"We suddenly received a message from the Home Office saying ‘you are moving out tomorrow at nine o'clock, the buses will be there’,” he remembers.
"We didn't know what Scotland looked like. We didn't know what Perth looked like. Still, there are only two Afghan families in the whole of Perth.”
Chief executive of the Afghan Chamber of Commerce before the Taliban took control earlier this year, Mr Hashemi had also previously worked with British forces in a previous role advising a government minister on an oil and gas project in the country.
He was also a political advisor to the British ambassador, making him eligible for emergency resettlement in the UK amid fears over reprisals against British allies from the new regime.
In total, around 15,000 British nationals and Afghans associated with British forces were evacuated to the UK under Operation Pitting, which saw more than 100 flights leave Afghanistan in the largest British evacuation since the Second World War.
"I had to take the opportunity to evacuate my family,” he says.
Together with his wife Sima and three sons Ramin 17, Shahyae, 13 and Masih, 8, Mr Hashemi boarded a plane to Britain just two days before the fall of the Afghan government in August.
He says: "We lost everything in the country overnight. We lost the country. We lost the life we had for years and, of course, we have to leave the country.
"We have extended family back home. It's all about heart-breaking news that we are getting from Afghanistan every day.”
At the time of their move north of the border, the family was living in a “bridging hotel” in Canterbury, where they had been placed by the UK Government following a dramatic escape from Kabul.
Remembering the time after the family’s escape is difficult for Mr Hashemi.
In the subsequent days, his brother was shot – but survived. He also lost several cousins, nieces and nephews at the hands of the Taliban, one in the bomb that exploded at Kabul airport.
Mr Hashemi recalls: "We were shocked. We were receiving messages every day for more than 15 hours.
"I was talking on the phone to my family, friends, extended families in Afghanistan getting messages talking to them,just advising them what to do, where to go, what's happening.
"It wasn’t easy for us. We were depressed, stressed out. We were going through a trauma of leaving home. It was terrifying.
"I mean, it was shocking. It was a terrible time that we've been going through.”
His three sons are happy to be safe, but are finding adjusting to their new lives difficult. The eldest speaks good English, but the other two do not.
"He was studying English back home and he was good in English,” Mr Hashemi explains.
“But the youngest one is really struggling. He doesn't speak English, so that's why it's a little difficult for him. But he's trying, he’s doing OK.
"He’s learning a lot of new things, he's learning English. So sometimes, of course, it’s a mixture of hope and a mixture of disappointment, because we lost everything. And, of course, it's a good opportunity for my kids to go to school and they're getting a quality education that's good for the future.”
He adds: “But we didn't know anyone here, it's only us. It's not that the city is not nice, it's quiet and calm. It has a beautiful landscape.

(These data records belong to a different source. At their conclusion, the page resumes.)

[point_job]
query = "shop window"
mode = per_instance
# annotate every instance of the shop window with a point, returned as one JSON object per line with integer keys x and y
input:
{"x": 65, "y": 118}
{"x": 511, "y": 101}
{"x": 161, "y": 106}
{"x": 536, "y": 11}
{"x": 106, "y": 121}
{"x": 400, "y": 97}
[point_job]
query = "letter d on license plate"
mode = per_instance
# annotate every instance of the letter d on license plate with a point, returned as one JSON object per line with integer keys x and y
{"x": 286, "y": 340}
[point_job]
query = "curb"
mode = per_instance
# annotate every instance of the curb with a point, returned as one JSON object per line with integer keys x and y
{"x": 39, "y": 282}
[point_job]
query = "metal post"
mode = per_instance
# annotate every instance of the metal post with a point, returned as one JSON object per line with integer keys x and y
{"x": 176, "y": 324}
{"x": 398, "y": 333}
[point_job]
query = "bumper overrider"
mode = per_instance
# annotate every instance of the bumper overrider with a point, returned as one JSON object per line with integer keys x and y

"But not knowing a lot of people, not having friends, not having family. So this creates depression and disappointment. [We struggle with] this kind of things, but still, we feel like we are safe. We feel that we are welcome.
"But what is going on in my country and all of the messages we get from back home gives us a very hard time.”

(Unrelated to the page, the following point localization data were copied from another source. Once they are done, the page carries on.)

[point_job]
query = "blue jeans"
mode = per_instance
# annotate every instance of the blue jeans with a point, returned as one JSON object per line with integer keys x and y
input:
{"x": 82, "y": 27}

While he is grateful for a safe home, Mr Hashemi believes that more Afghan refugees, especially those who have come from skilled jobs at home, could be better utilised by the British government. He is actively searching for work, but has so far been unsuccessful.
He says: “I’m used to being a government official, a person who could help everyone. My family and everyone were relying on me to give support to help them, but now I am just sitting here and I can't do anything. That's a little bit disappointing.
"I'm just feeling isolated, I can’t do anything, I’m just a refugee. There has to an effective plan for these kind of refugees.
"We are not normal refugees, coming from the streets of Afghanistan. We have worked with the British government and we offered to come to the United Kingdom because we've been helping UK efforts, UK missions and Afghanistan.
"Among us, there are very highly qualified people, highly educated people and they can bring value.”
He adds: “It would have been much, much better if [the UK Government] could hire them and provide them opportunity to work with them. They would be very helpful because they have knowledge of Afghanistan.”
Mr Hashemi is fearful for his family who have been left behind.
It is feared 97 per cent of Afghans could fall below the poverty line by the middle of next year unless the country’s political and economic crises are addressed, according to a recent report from the United Nations.
Mr Hashemi says: “The country is going through a tough time, maybe sooner or later the country will fall apart if the international community does not mobilise fast and quick aid to the country. It's worse than Yemen and Syria. It's a human catastrophe in the history of the world.”